The Croatian Forestry Society (Hrvatsko šumarsko društvo) has its origins in the Croatian-Slavonian Agricultural Society, founded at the initiative of foresters in Zagreb in 1841. The Society's forestry section was created on the December 26, 1846, in Prečec near Zagreb; this marks the beginning of the Croatian Forestry Society.

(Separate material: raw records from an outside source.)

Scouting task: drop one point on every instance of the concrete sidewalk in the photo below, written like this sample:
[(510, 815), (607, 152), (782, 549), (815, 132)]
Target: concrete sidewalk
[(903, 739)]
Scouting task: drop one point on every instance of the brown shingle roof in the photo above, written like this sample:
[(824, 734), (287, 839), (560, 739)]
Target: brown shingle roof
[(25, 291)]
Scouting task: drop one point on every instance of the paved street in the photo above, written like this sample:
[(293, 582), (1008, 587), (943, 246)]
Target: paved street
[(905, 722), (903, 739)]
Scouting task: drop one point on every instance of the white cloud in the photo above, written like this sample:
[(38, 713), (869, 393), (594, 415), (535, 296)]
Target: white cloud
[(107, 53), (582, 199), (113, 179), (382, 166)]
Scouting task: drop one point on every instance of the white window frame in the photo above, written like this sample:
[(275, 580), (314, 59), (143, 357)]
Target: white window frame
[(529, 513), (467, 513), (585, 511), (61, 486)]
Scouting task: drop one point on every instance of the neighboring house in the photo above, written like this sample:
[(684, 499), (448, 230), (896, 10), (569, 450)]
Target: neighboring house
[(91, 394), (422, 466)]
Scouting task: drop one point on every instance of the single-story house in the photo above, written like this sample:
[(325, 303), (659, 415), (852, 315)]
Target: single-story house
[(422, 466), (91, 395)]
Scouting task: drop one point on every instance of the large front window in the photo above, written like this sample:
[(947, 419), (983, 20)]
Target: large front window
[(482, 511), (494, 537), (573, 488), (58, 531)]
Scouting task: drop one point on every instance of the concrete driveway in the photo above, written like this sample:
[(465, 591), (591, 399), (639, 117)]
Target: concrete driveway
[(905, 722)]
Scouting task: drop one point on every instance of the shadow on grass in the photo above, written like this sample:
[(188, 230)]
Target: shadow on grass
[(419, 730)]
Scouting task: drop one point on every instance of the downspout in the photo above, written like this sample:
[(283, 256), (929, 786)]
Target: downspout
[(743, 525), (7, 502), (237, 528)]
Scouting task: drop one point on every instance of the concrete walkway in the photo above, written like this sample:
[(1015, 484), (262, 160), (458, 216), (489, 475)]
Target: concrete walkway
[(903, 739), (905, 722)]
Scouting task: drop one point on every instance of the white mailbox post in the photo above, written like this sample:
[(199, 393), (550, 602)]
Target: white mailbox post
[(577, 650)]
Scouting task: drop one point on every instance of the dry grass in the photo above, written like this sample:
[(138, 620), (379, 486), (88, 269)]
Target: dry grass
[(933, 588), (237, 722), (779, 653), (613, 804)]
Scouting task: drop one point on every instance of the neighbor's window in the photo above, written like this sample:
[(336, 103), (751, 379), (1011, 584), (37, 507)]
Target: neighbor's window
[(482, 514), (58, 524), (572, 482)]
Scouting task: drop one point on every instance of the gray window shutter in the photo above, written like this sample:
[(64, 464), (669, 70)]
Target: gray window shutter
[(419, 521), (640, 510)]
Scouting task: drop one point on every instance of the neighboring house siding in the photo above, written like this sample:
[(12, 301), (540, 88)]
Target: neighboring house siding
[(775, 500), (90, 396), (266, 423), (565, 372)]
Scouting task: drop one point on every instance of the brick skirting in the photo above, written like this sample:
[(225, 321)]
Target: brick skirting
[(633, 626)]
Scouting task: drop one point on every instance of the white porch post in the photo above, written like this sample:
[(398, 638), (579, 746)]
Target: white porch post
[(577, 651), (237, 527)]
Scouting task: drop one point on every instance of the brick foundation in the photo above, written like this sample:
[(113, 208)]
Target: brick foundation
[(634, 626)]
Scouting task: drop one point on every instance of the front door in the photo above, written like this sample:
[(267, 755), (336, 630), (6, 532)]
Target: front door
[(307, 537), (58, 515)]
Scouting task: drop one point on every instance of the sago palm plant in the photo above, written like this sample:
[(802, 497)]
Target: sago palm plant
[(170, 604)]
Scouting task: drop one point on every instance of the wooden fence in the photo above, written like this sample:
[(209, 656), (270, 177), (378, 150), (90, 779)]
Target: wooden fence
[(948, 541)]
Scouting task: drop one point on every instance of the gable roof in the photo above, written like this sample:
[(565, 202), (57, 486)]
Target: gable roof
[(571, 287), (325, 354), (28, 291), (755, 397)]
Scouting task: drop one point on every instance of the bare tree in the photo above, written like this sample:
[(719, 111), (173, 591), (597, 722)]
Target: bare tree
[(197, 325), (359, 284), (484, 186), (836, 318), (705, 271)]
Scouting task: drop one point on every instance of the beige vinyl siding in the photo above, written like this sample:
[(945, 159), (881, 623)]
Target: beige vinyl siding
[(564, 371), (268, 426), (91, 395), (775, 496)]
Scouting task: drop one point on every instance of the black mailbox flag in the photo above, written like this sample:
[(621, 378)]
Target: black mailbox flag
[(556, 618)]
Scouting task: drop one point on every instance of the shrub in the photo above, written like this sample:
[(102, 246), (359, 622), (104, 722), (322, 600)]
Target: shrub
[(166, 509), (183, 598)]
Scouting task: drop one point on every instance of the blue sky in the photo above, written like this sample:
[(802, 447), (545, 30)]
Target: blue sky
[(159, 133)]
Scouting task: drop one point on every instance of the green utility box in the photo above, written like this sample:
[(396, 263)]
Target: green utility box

The Forestry Society is responsible for many of the accomplishments of forestry practice, education and science in Croatia, including:

- Enactment of the Law on Forests in the year 1852, and its strict application six years later;
- Founding of the Royal Agriculture and Forestry College (today the College of Agriculture) in Križevci in 1860;
- Publishing of the first scientific forestry-specialized publication in southeast Europe, Šumarski list ("Journal of Forestry"), beginning on January 1, 1877, which has since been continuously published to this day;
- Preparation and participation in the Budapest Millennium Exhibition in 1896, where the Kingdom of Croatia-Slavonia had its showroom, and forestry and wood processing its own special pavilion;
- Construction of the Croatian Forestry House (in today's Ivan Mažuranić Square, Zagreb) in 1898, home to the Forestry Academy (Šumarska akademija) beginning on 20 October. The Forestry Academy was the fourth institution of higher education at the University of Zagreb.

The Forestry Society now numbers around 2700 members.